Activity Picks Up in Q3; Occupancy Gains and Rising Rents
Overall, the Sacramento economy is gradually improving as we head into the final quarter of 2015. The region (defined as the Sacramento-Roseville-Arden Arcade MSA) employed a little over one million people at the close of Q3. After adding 25,000 jobs over the past year, regional employment has grown by roughly 2.5%. Unemployment has fallen a healthy 90 basis points since this time last year and now stands at 5.7%; significantly lower than the 12.8% reported in Q1 2011.

Industrial Vacacy: 9.3%
Vacancy in the Sacramento industrial market stood at 9.3% at the close of Q3 2015. This marks the third consecutive quarter of industrial vacancy under 10%. This metric is 130 basis points (BPS) lower than the vacancy rate recorded this time last year.

Quarterly occupancy growth was positive, reaching 1,290,548 square feet (SF) in Q3, which is a considerable increase over the previous quarter. Quarterly occupancy growth increased to a healthy 0.4% and surpassed recent averages.

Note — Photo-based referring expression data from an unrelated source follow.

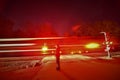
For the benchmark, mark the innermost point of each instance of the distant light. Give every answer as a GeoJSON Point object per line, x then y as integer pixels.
{"type": "Point", "coordinates": [86, 51]}
{"type": "Point", "coordinates": [111, 42]}
{"type": "Point", "coordinates": [92, 45]}
{"type": "Point", "coordinates": [60, 52]}
{"type": "Point", "coordinates": [22, 44]}
{"type": "Point", "coordinates": [44, 48]}
{"type": "Point", "coordinates": [72, 52]}
{"type": "Point", "coordinates": [79, 51]}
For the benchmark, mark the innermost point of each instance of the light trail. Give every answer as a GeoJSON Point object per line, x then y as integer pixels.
{"type": "Point", "coordinates": [22, 44]}
{"type": "Point", "coordinates": [29, 50]}
{"type": "Point", "coordinates": [70, 45]}
{"type": "Point", "coordinates": [25, 39]}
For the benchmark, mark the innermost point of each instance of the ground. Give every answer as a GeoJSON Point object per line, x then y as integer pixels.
{"type": "Point", "coordinates": [73, 67]}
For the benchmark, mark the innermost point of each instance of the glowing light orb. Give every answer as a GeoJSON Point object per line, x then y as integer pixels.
{"type": "Point", "coordinates": [44, 48]}
{"type": "Point", "coordinates": [92, 45]}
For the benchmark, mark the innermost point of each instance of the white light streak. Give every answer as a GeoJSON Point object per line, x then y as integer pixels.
{"type": "Point", "coordinates": [25, 39]}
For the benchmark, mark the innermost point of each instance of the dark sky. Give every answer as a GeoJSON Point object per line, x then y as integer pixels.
{"type": "Point", "coordinates": [62, 14]}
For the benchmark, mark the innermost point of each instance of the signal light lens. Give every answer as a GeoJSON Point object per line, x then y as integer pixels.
{"type": "Point", "coordinates": [44, 48]}
{"type": "Point", "coordinates": [92, 45]}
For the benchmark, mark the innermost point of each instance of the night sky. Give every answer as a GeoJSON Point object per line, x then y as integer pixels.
{"type": "Point", "coordinates": [62, 14]}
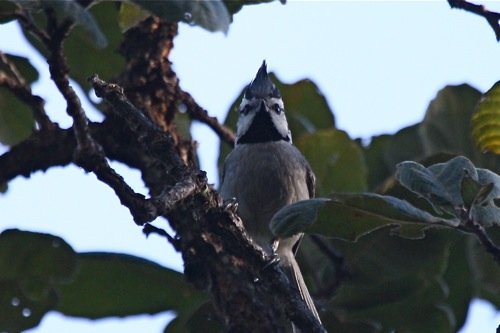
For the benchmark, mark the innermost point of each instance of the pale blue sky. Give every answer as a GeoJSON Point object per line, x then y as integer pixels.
{"type": "Point", "coordinates": [379, 64]}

Over the last two years, the market has averaged more than 630,000 SF per quarter. In fact, during this same period, the market has also averaged over 1.8 MSF of lease transaction activity per quarter. Deal activity in Q3 surpassed this average, reaching 2.0 MSF, with a greater share of deals comprised of new transactions and renewals resulting in growth compared to Q2.

South Sacramento Leads Region
Existing active user requirements and tenant touring activity will likely lead to continued occupancy growth in the near term. Nine of the region’s thirteen trade areas experienced occupancy growth in Q3 and all but one of these experienced growth in excess of 100,000 SF. South Sacramento lead the region, recording 378,000 SF of occupancy growth. This growth was primarily due to Macy’s occupancy of 385,077 SF at 6200 Franklin Boulevard.

Although vacancy in South Sacramento remains the highest in the region, currently standing at 26.4%, it is considerably less than the 36.0% recorded in Q2. West Sacramento also performed well in Q3, recording 296,000 SF of growth. Although its vacancy rate increased from 4.7% to 5.6%, more than 470,000 square feet of new distribution space was delivered and subsequently occupied by Nor-Cal Beverage, causing a net increase in occupancy.

Other Sacramento Submarkets
Natomas changed its course in Q3, recording 161,000 SF of net absorption, after posting four consecutive quarters in the negative. Positive absorption was attributed to a handful of small and mid-sized tenants taking occupancy in the quarter; the largest block of space being Oakland Packaging’s 64,000 SF warehouse at 4040 Vista Park Ct. Vacancy in the Natomas submarket fell 140 BPS to 9.6%.

The Woodland submarket saw the largest occupancy loss in the region at 385,000 SF, which drove up vacancy into double digits: from 8.1% to 10.7%. Vacancy is now significantly higher than the recent 6.1% low recorded at the beginning of the year. West Sacramento also experienced a notable occupancy loss, finishing the quarter at negative 179,000 SF. This increased the vacancy rate from 4.7% to 5.8%.

Looking Ahead: Continued Growth
Cushman & Wakefield Sacramento tracked 16 investment sales totaling 850,000 SF, with a total consideration of over $40 M. Investment sales volume was constricted on the supply side as there is a dearth of quality product for sale. Most of the sales involved small to mid-size properties, while three properties were larger than 100,000 SF. User sales activity was sparse. We tracked six user sales totaling 250,000 SF with a total consideration of over $7 M. Four of the six sales were less than 50,000 SF in size.

Construction activity has mainly consisted of speculative warehouse product. There were two properties delivered in Q3, both 100% pre-leased, totaling nearly 695,000 SF. El & El Wood occupied one of the buildings, totaling 220,000 SF, Nor-Val Beverage occupied the other.

A total of 965,000 SF has been added to the inventory in 2015, with only 155,000 SF remaining vacant. Looking ahead, we expect continued growth in occupancy in the near term, coupled with tempered rent increases. Vacancy is anticipated to drop to the 9% range by year’s end.